"Nie chcemy być czerwoną latarnią!" - mówią piłkarze Piasta

06.03.2009
Humory w Gliwicach z pewnością są poniżej oczekiwań. Teraz czeka na nich Bełchatów. O zwycięstwo będzie jeszcze trudniej niż z Cracovią.
Porażka w Krakowie spowodowała, że gliwiczanie spadli na ostatnie miejsce w ligowej tabeli. Ich kolejny przeciwnik zajmuje 6. lokatę. Wskazanie faworyta sobotniej konfrontacji nie jest więc problemem. Mimo to, jesienią Piast wywiózł z Bełchatowa cenny, choć bezbramkowy remis, co udowadnia tylko nieprzewidywalność rodzimej ekstraklasy.

Według obrońcy gliwickiej drużyny, Mirosława Widucha, drużyna w meczu z GKS-em nie stoi na straconej pozycji. - Jestem przekonany, że pojedynek z Bełchatowem jest szansą na korzystny rezultat. Chcemy wreszcie odblokować się w ataku i zacząć wygrywać. Musimy wierzyć, że możemy zwyciężyć i dzięki temu przestać być "czerwoną latarnią" ligi - podkreśla Widuch. Oba kluby występowały przeciwko sobie siedmiokrotnie. Piast jeszcze nigdy nie pokonał rywala.
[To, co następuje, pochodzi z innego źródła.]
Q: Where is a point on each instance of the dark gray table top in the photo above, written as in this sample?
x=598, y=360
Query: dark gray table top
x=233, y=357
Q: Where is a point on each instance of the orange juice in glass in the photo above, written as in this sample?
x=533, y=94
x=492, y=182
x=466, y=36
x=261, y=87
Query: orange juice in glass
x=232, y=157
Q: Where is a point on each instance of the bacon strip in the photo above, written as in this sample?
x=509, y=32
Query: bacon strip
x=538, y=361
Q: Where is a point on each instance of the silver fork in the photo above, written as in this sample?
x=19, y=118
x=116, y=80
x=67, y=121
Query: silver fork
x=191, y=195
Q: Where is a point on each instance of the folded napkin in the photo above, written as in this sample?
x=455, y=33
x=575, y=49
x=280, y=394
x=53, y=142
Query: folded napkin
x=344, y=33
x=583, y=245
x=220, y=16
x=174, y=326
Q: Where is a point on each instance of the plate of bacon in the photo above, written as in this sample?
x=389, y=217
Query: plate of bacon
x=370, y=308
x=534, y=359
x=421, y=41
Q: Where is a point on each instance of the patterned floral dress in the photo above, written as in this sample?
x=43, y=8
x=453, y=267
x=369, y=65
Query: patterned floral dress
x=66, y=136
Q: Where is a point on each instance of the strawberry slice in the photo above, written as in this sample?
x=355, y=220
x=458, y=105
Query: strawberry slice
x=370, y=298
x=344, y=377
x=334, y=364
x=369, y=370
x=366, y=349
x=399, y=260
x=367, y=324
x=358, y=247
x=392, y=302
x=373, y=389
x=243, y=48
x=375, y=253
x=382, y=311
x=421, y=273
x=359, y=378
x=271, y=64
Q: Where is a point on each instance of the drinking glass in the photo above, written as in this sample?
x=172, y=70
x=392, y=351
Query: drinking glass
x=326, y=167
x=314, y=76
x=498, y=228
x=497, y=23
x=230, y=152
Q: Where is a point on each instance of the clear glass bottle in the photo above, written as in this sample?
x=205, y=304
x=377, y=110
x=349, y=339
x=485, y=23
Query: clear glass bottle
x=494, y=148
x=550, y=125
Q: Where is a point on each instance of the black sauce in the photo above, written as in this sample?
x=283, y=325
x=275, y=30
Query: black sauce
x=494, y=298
Stadion w Wodzisławiu będzie gościnny dla piłkarzy Piasta jeszcze przez dwa mecze. Z początkiem kwietnia "Piastunki” swoje mecze będą już rozgrywać przy Okrzei w Gliwicach. - Z całą pewnością łatwiej gra się u siebie. Nie oznacza to jednak, że w każdym "gliwickim" meczu będziemy spokojnie zdobywać komplet punktów. Na pierwszy pojedynek w Gliwicach czekamy jednak z utęsknieniem - kończy Widuch.

Trener Dariusz Fornalak nie będzie miał kłopotów ze skompletowaniem składu. Oprócz Przemysława Wysockiego, który leczy uraz mięśnia dwugłowego, wszyscy są zdolni do gry.

[b]Piast Gliwice - GKS Bełchatów[/b]
(Wodzisław Śl.) sobota; 14:45
sędziuje Piotr Siedlecki (Warszawa)

Przypuszczalne składy:

[b]Bełchatów: [/b]Kozik - Fonfara, Drzymont, Pietrasiak, Popek - Wróbel, Cetnarski, Rachwał, Chwalibogowski - Ujek, Dziedzic.

[b]Piast: [/b]Kasprzik - Bronowicki, Glik, Michniewicz, Gamla - Kaszowski, Muszalik, Wilczek, Widuch - Seweryn, Prędota.